One of our primary goals in doing an intervention is to preserve the person’s dignity. We are not preparing for a confrontation in the normal sense. Rather, we want to use the power of love, respect, and concern in the group in a very specific way to break through denial and bring about a specific action. The planning and preparation process typically takes many hours and is properly facilitated by a professional. But the intervention itself is usually completed in less than an hour or two, resulting in a specific action, such as a program of treatment.
Another key to a successful intervention is structure. The event itself should be scripted. Participants write what they want to say in the from of letters. In our book, Love First,1 we lay out a seven-point process for writing an intervention letter. Needless to say, a letter form a senior partner will be different from that of a spouse, but the seven points are easily adapted to different relationships and different problems.
Depending on the nature of the problem, interventions can also impart consequences. Called “bottom lines,” each member of the intervention team decides how he or she will no longer enable the problem. If the person being intervened upon refuses help, each team member respectfully shares his or her bottom line. Once the enabling system is dismantled, the person being intervened upon knows it will be increasingly difficult to function. At this point, many change their minds and accept help. In our experience, bottom lines are used in a small minority of cases, but it doesn’t hurt to have a stick at hand, even when talking softly.
Attorneys are more fortunate than most people facing issues of impairment, in that the various bar associations around the country have assistance programs that will help facilitate an intervention from start to finish. Partners, firms, and colleagues don’t have to guess what to do next (brilliant minds being prone to analysis paralysis when it comes to personal dilemmas). Instead, they can reach out confidentially to the [Lawyer Assistance Program] for guidance, or contact a professional interventionist.

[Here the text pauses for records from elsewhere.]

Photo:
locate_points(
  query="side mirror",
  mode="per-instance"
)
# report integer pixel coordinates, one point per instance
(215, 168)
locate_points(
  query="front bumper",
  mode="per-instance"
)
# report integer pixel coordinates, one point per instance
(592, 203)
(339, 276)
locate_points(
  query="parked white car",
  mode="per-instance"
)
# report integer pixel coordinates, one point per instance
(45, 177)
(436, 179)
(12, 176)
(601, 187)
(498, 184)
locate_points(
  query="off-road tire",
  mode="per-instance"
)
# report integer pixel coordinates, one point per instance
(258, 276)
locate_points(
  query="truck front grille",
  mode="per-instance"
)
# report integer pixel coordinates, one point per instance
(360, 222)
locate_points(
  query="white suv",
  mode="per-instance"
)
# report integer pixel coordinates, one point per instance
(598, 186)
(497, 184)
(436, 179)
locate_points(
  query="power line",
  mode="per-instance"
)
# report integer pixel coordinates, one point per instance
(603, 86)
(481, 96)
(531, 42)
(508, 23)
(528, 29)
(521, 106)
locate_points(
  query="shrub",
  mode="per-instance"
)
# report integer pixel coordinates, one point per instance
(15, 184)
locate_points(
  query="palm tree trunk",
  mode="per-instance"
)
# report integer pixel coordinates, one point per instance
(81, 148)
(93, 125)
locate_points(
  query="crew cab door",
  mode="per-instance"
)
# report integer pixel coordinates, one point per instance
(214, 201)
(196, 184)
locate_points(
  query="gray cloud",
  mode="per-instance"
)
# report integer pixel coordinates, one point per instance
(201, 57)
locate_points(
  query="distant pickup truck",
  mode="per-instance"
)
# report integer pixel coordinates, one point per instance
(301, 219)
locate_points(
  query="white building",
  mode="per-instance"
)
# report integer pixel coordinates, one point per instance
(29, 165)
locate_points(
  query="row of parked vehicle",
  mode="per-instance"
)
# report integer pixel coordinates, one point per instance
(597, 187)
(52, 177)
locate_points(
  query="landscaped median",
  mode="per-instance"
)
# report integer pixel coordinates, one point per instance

Today, many of our friends, family members, and colleagues are facing serious problems, adeptly keeping us at bay. Most will never take the first step toward recovery on their own, so it is up to us. Effective results require education and preparation before action:
- Intervention – Lawyer Assistance Program, (800) 720-7257 (in North Carolina) or www.abanet.org/legalservices/ colap (nationally); Jeff and Debra Jay & Assoc., Inc., (888) 220-4400.
- On the web – http://lovefirst.net—information about intervention and treatment, including many publications and online resources.
- Treatment – Brighton Hospital (877) 976-2371 or Hazelden (800) 257-7810—both offer programs for impaired professionals and dual-diagnosis.
- Books – Love First;2 At Wit’s End: What You Need to Know When a Loved One is Suffering from Addiction and Mental Illness.3
Seventy-seven percent of people in treatment report that a friend or a family member intervened. Properly done, 85% of interventions successfully motivate individuals to accept help immediately. Of the 15% who refuse, most will accept help in the weeks to come. Because we are the ones who can see the problem, it is our responsibility to bring a moment of enlightenment to a troubled colleague, relative, or friend.
– By Jeff Jay and Debra Jay
“An Avoidable Death” first appeared in the March 2009 edition of the Michigan Bar Journal and is reprinted with permission. Jeff and Debra Jay are bestselling authors, acclaimed speakers, and professional interventionists. Learn more about their work at http://lovefirst.net/.
Endnotes
1. Jay & Jay, Love First, 2d ed (Hazelden, 2008).
2. Id.
3. Jay & Boriskin, Ph.D., At Wit’s End: What You Need to Know When a Loved One is Suffering from Addiction and Mental Illness (Hazelden, 2007).